Now, applying the quotient rule:
F'(x) = (f'(x) * g(x) - f(x) * g'(x)) / (g(x))^2
= ((3/2)*600^(1/2)*600 * v - (600^(3/2) + 20250) * 0) / v^2
= (900 * 600^(1/2) * v) / v^2
= (900 * (600^(1/2) / v)
So, your answer for the first derivative F'(x) should be:
F'(x) = (900 * (600^(1/2) / v)
Now, let's move on to finding the second derivative (F''(x)).
To do this, we need to differentiate F'(x) with respect to x.
1. F'(x) = (900 * (600^(1/2) / v)
To find F''(x), we differentiate F'(x) using the quotient rule again:
2. F''(x) = [(f''(x) * g(x) - f'(x) * g'(x)) * (g(x))^2 - (f'(x) * g(x) - f(x) * g'(x)) * 2g(x) * g'(x)] / (g(x))^4
In this case, f'(x) = 900 * (600^(1/2) / v) and g(x) = v.
3. f''(x) = 0, since f'(x) is a constant with respect to x.

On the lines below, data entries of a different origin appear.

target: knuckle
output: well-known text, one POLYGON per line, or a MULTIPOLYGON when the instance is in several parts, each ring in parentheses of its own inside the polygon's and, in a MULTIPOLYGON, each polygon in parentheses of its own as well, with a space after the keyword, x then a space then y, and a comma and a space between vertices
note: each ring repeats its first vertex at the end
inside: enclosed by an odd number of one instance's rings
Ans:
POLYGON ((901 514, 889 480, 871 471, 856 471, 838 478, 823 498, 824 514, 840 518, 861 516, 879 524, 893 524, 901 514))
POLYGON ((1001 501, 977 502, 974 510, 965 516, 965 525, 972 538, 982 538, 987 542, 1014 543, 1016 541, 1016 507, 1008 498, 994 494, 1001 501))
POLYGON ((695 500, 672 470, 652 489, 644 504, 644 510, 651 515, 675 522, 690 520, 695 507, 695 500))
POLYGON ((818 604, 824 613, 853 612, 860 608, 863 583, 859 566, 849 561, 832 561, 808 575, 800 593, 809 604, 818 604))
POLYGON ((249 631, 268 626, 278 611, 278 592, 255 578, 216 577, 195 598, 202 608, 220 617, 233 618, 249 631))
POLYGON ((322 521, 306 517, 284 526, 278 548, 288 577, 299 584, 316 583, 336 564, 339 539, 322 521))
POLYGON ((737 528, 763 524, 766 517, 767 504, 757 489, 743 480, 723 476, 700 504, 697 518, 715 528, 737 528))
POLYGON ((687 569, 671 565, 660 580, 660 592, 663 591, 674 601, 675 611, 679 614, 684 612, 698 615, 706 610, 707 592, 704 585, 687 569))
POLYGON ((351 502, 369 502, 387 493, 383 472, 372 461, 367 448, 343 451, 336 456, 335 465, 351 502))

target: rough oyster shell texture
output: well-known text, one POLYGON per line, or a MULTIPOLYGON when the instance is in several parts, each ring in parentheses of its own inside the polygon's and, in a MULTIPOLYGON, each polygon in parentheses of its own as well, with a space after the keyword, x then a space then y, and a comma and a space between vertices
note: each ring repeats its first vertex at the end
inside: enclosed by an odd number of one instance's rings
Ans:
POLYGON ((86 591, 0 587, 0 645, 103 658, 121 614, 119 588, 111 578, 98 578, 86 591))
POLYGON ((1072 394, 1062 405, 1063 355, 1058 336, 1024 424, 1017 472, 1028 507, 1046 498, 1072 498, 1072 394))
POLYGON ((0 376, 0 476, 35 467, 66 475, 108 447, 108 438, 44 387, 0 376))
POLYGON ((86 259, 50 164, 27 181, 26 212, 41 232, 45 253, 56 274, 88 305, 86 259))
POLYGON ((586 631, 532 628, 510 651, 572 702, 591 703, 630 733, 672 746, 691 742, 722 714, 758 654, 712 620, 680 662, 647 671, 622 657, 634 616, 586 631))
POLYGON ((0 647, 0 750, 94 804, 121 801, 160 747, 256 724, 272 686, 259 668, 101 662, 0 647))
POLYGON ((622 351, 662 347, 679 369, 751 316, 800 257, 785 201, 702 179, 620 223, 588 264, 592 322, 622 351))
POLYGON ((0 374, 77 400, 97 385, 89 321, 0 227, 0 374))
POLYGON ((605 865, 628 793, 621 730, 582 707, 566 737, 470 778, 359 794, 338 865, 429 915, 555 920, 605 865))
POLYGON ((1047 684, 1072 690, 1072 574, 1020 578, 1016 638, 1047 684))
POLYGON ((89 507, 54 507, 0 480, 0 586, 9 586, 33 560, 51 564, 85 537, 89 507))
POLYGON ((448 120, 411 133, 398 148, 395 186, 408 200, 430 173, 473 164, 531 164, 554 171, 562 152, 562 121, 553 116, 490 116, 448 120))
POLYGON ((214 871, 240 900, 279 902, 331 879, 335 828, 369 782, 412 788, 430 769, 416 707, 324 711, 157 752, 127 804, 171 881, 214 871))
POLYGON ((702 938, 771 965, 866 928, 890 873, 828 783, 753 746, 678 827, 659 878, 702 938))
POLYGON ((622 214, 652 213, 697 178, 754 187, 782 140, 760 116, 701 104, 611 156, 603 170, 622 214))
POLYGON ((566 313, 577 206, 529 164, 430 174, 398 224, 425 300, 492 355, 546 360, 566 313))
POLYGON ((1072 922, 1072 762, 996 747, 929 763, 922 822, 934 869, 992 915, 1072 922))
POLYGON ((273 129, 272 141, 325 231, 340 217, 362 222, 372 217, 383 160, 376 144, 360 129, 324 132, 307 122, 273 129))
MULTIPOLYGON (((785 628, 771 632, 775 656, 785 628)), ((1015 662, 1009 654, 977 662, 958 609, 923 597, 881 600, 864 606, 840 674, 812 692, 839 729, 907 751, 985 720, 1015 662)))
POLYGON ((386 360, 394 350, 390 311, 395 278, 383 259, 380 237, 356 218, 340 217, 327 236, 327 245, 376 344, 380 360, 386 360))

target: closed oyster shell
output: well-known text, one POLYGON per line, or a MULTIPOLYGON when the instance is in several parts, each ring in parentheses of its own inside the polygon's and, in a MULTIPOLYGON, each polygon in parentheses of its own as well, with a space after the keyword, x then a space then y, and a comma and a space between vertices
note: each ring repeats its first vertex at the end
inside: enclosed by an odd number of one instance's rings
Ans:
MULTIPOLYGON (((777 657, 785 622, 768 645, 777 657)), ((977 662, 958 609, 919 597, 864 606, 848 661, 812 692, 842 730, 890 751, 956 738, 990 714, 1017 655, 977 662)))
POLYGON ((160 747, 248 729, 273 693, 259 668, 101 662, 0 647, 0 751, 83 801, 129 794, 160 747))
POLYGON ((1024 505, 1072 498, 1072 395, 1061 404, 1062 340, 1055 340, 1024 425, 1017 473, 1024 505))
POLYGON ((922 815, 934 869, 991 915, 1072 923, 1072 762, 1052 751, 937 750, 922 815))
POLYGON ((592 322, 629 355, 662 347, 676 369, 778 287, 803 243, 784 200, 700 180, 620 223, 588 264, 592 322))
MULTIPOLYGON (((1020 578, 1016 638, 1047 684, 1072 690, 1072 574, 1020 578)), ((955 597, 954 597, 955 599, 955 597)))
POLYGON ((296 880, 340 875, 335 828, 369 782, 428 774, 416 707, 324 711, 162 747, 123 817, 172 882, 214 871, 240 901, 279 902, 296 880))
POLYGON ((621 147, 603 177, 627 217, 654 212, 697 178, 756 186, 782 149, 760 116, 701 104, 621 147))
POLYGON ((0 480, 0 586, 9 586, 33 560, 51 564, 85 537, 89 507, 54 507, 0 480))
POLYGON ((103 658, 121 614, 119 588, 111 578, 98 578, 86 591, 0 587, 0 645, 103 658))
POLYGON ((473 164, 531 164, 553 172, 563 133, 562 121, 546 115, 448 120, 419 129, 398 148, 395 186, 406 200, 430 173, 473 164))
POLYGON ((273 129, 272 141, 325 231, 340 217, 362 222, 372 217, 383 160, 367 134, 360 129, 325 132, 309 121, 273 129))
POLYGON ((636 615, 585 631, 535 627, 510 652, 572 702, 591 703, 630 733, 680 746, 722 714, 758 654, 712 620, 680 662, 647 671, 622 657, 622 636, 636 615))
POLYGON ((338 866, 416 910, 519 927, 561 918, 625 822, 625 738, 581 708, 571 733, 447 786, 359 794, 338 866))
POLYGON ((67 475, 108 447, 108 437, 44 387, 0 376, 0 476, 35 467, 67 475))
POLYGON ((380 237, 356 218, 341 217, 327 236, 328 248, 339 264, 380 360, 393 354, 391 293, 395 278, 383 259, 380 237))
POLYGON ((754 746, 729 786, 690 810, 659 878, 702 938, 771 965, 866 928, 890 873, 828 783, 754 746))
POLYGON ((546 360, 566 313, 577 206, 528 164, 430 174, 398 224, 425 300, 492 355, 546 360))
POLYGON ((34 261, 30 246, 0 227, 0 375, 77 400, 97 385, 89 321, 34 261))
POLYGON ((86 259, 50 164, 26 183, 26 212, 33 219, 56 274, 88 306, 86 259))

Now, applying the quotient rule:
F''(x) = [(f''(x) * g(x) - f'(x) * g'(x)) * (g(x))^2 - (f'(x) * g(x) - f(x) * g'(x)) * 2g(x) * g'(x)] / (g(x))^4
= [0 * v - (900 * (600^(1/2) / v)) * 0 - (0 - (900 * (600^(1/2) / v)) * 2 * v * 0] / v^4
= [0 - 0 - 0] / v^4
= 0
Therefore, your answer for the second derivative F''(x) is indeed correct:
F''(x) = 0
So, to summarize:
F(x) = (600^(3/2) + 20250) / v
F'(x) = (900 * (600^(1/2) / v)
F''(x) = 0
Your answers for the first and second derivative are correct based on the given function F(x) and applying the quotient rule.